Transportation network in Example 3

Example 3

Let us consider the transportation network in Fig. 6, where \(I=\{1,2\}\), \(J=\{6,7\}\) and the number associated with each arc a denotes the unitary transportation cost \(s_a\).

We assume that the production bounds are \(q_1=70\) and \(q_2=40\); that both markets have the same inverse demand function:

$$\begin{aligned} p_j(z) = p(z) := \rho ^{1/\tau }(z+\sigma )^{-1/\tau }, \qquad j \in J, \end{aligned}$$

with \(\rho =5000\), \(\tau =1.1\) and \(\sigma =0.01\) (see, e.g., Murphy et al. 1982), and that the production cost functions have the form

$$\begin{aligned} \pi _i(z) := \gamma _i \, z + (1+\delta _i)^{-1} K_i^{-\delta _i} z^{1+\delta _i}, \qquad i \in I, \end{aligned}$$

where parameters \(\gamma _i\), \(\delta _i\) and \(K_i\) are reported in Table 2.

Since the functions p and \(\pi _i\) are convex and differentiable, the function \(z \mapsto z\,p(z)\) is concave and the bifunction \(f(\cdot ,(y,w))\) is concave for any (yw). Therefore, condition (34) is fulfilled and the convergence of the modified descent algorithm proposed in Bigi et al. (2009) is guaranteed. We implemented this algorithm in MATLAB exploiting the built-in function fmincon from the Optimization Toolbox to evaluate the regularized gap function \(\mathbf {p}_\alpha \) and to compute the search direction \(y_\alpha (x)-x\). Table 3 reports the quantities supplied by each firm to each market in the first 10 iterations of the algorithm starting from a zero total production.

Table 2 Parameters of cost functions \(\pi _i\) in Example 3
Table 3 Numerical results of the modified descent algorithm proposed in Bigi et al. (2009) applied to Example 3

6 Concluding remarks

Merit functions have been introduced for a number of variational mathematical models. In this paper, we focused on three of the most important ones: variational inequalities, quasi-variational inequalities and abstract equilibrium problems. Among other relevant models we recall set-valued variational inequalities, vector variational inequalities and generalized Nash equilibrium problems.

The merit function approach has been extensively developed for VIs in the last two decades, while it is still at a quite early stage for more general problems. We believe that this is partially due to the complexity of these problems, but above all because many real-world applications of these problems have arisen recently. Therefore, there are still many challenging open problems regarding merit functions which are worthy of being investigated.

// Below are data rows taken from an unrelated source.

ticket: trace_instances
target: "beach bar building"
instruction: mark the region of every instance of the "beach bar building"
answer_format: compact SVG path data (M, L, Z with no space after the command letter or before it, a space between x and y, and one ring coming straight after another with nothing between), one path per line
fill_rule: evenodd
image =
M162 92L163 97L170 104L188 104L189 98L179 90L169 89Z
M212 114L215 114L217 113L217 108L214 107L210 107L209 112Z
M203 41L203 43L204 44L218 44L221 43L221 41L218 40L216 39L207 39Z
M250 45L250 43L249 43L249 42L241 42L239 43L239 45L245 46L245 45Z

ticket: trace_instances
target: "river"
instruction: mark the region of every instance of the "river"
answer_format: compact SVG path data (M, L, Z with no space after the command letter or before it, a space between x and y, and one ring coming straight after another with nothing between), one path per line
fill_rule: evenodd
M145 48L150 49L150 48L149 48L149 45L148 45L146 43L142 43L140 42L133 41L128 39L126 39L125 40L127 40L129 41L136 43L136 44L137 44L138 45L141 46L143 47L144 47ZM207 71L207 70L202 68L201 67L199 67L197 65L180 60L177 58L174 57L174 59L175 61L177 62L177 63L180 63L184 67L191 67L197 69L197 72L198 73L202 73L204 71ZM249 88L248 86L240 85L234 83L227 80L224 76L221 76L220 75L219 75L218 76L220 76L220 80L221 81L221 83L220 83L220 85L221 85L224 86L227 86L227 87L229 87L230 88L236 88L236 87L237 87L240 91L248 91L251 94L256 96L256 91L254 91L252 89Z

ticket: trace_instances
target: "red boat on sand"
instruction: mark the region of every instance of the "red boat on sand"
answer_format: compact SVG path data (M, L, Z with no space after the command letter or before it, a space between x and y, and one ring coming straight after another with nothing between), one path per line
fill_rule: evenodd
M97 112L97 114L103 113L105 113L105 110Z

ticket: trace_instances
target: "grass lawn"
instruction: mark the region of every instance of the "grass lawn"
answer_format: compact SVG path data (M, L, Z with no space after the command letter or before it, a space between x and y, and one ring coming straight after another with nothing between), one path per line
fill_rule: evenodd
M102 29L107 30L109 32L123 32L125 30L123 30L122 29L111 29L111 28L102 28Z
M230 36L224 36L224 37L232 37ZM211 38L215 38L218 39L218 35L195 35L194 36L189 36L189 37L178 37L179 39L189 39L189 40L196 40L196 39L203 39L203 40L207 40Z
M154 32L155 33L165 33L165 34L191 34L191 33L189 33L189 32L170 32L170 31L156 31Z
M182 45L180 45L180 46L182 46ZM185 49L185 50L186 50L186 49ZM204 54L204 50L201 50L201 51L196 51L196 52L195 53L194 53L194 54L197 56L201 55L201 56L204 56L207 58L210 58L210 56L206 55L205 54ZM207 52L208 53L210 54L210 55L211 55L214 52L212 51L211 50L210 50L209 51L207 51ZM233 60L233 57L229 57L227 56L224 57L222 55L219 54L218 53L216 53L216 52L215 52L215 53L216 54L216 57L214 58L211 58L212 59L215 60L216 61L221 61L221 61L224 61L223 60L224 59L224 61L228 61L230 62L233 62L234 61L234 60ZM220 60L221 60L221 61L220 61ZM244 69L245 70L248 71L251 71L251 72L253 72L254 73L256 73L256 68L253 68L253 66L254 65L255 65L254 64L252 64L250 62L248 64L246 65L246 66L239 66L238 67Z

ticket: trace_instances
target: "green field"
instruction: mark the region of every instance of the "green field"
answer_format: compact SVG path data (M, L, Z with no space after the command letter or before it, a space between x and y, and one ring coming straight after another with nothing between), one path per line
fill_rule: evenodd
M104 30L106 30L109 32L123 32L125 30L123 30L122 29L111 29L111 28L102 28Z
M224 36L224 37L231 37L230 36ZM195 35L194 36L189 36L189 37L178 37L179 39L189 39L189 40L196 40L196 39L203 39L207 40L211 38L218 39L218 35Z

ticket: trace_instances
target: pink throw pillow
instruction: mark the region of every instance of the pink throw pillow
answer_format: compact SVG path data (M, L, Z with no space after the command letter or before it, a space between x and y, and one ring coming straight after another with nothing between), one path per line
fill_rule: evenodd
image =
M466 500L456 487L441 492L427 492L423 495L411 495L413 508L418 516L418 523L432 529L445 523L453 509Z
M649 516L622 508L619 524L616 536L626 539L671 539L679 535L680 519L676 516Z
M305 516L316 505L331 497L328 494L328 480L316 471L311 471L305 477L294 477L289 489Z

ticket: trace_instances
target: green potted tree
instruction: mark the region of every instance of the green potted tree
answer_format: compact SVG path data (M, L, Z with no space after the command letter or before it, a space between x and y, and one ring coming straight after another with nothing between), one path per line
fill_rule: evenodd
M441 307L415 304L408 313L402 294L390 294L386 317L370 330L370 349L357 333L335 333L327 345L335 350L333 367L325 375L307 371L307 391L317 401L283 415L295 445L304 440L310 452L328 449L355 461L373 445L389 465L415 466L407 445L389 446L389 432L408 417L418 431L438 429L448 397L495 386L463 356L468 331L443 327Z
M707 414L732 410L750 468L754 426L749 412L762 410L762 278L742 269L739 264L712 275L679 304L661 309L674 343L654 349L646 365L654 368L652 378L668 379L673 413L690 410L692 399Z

Merit functions for QVIs need to be further investigated: for instance, the general condition under which the stationary points of the regularized gap function are solutions to (QVI) should be deepened for different classes of problems according to the set-valued mapping defining the feasible region. Furthermore, to the best of our knowledge, no ad-hoc descent method based on merit functions has been developed so far.

Regarding abstract equilibrium problems, the convergence of descent methods is usually based on differentiability assumptions. We think that some efforts should be devoted to develop algorithms for nonsmooth problems, which include nonsmooth Nash equilibrium problems as special cases. Moreover, it would be interesting to extend the Moreau–Yosida regularization to merit functions for abstract equilibrium problems. Finally, we believe that new merit functions could be developed without assuming the convexity of \(f(x,\cdot )\): this might allow to extend the merit function approach to nonconvex Nash equilibrium problems.